F：Substrate particle has carried out load value when 10% or 30% compressive deformation

S：Substrate particle has carried out compression displacement when 10% or 30% compressive deformation

R：The radius of substrate particle.

2. substrate particle as described in claim 1, wherein

The thickness of the shell be 100nm or more, 5 μm or less.

3. substrate particle as described in claim 1, wherein

Modulus of elasticity in comperssion when compressing 30% is 3000N/mm²Below.

4. substrate particle as described in claim 1, wherein

Load value when compressing 40% and the ratio between load value when compression 10% are 6 or less.

5. substrate particle as described in claim 1, breaking strain is 10% or more and 30% or less.

6. a kind of electroconductive particle, has：

Substrate particle according to any one of claims 1 to 5 and

The conductive layer being set on the substrate particle surface.

7. electroconductive particle as claimed in claim 6 also has the insulating properties object being set on the conductive layer outer surface Matter.

8. electroconductive particle as claimed in claims 6 or 7, wherein

There is protrusion in the outer surface of the conductive layer.

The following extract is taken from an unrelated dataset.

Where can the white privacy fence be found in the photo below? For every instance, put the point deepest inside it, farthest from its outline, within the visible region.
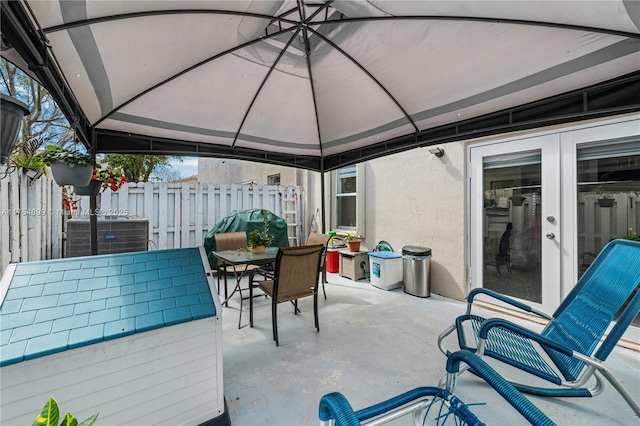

9. a kind of conductive material,

It contains electroconductive particle and adhesive resin,

The electroconductive particle has substrate particle according to any one of claims 1 to 5 and is set to the substrate particle Conductive layer on surface.

10. a kind of connection structural bodies comprising：

Surface have first electrode the first connecting object component,

Surface have second electrode the second connecting object component,

The interconnecting piece that the first connecting object component and the second connecting object component are connected,

The interconnecting piece is formed by electroconductive particle, or by the conductive material shape containing the electroconductive particle and adhesive resin At,

The electroconductive particle has substrate particle according to any one of claims 1 to 5 and is set to the substrate particle Conductive layer on surface,

The first electrode and the second electrode are electrically connected by the electroconductive particle.